高級車の美しさ、高級時計の美しさに、人は見せられます。
iPhoneは、高級品でない家電製品の分野で洗練された美しいデザインを実現しました。
美しいデザインは見た目のシンプルさと、中身の奥深さを兼ね備えていると思います。
高級車も、高級時計も、iPhoneも、中身は細かい部品でできています。
車はなぜ動くか、時計はなぜ正確な時を刻むことができるのか、
デジタル信号はなぜ演算したり記録したりすることができるのか?
一つ一つを細分化していくと、原理原則はすべてシンプルです。
白は光を反射し、黒は光を透過し、その他の可視光は特定の波長の間にあります。
電流を流すと特定の色に発光する色素があります。
振り子は振り幅に関わらず左右に触れている時間は一致します。
物質にはエネルギーがあります。
金属は放熱性と導電性に優れています。
樹脂は絶縁性に優れていますが熱に弱いです。
セラミックは放熱性と絶縁性に優れています。
半導体は導電性と絶縁性の両方の特性を持っています。
液晶は結晶と液体の両方の特性を持っています。
シンプルな事実とその中間にある事実を組み合わせて、複雑なものが出来上がっています。
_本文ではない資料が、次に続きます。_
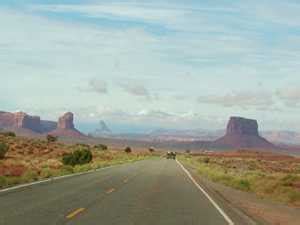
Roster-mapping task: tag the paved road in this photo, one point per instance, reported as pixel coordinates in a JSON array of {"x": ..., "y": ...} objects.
[{"x": 147, "y": 192}]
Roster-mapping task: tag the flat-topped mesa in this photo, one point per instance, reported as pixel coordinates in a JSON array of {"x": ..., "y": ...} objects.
[
  {"x": 242, "y": 126},
  {"x": 66, "y": 122},
  {"x": 66, "y": 128},
  {"x": 23, "y": 120},
  {"x": 242, "y": 133}
]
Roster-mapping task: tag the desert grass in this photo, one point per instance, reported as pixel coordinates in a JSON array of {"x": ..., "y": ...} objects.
[
  {"x": 31, "y": 160},
  {"x": 276, "y": 180}
]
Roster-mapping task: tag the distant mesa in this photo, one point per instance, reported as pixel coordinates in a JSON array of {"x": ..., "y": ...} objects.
[
  {"x": 20, "y": 121},
  {"x": 102, "y": 131},
  {"x": 65, "y": 127},
  {"x": 242, "y": 133}
]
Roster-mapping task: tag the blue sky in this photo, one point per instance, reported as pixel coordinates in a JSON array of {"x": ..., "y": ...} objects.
[{"x": 153, "y": 63}]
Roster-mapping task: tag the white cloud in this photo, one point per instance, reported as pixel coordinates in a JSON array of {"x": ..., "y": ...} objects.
[{"x": 243, "y": 100}]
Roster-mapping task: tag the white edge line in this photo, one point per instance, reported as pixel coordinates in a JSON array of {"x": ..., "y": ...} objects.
[
  {"x": 54, "y": 178},
  {"x": 226, "y": 217}
]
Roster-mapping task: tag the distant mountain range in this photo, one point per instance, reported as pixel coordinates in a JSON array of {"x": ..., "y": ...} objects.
[
  {"x": 27, "y": 125},
  {"x": 240, "y": 133}
]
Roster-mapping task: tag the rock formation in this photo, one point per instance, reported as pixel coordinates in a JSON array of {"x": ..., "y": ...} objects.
[
  {"x": 22, "y": 120},
  {"x": 66, "y": 128},
  {"x": 66, "y": 121},
  {"x": 242, "y": 133}
]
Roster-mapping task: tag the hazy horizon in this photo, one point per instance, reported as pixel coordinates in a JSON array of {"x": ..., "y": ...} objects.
[{"x": 152, "y": 65}]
そうやって出来上がった完成品は、簡単には真似ができません。
一流の料理人と同じレシピを使っても、
同じようなおいしい料理を作ることができないのと同様、
原理原則が分かっていて、同じプロセスを経ても、
技術がなければ実現できません。
化学構造が同じでも、できあがった化学品の性能が違うことはよくあります。
ジェネリック医薬品を選ばない方は、そのことをよく知っている方だと思います。
ジェネリックであろうとなかろうと、その医薬品の中間体は、
実は同じインドの企業で製造されていたりします。
ジェネリック医薬品を選ぶ方は、そのことをよく知っている方だと思います。
青色LEDは、今のところ、光の3原色がそろったこと以上に、
黄をマウントすることで白を実現したことに意味があります。
でもきっと将来、その役割は根本的に変わるでしょう。
地球上に存在しているものはそれほど変化していないのに、
あらたな発見が、地球も私たちの生活もどんどん変化させていきます。
美しいものの後ろには、たくさんのストーリーが隠れています。
世の中が便利になればなるほど、その後ろにあるストーリーは、
複雑に、そして見えにくくなっていきます。
さて、今号の内容です。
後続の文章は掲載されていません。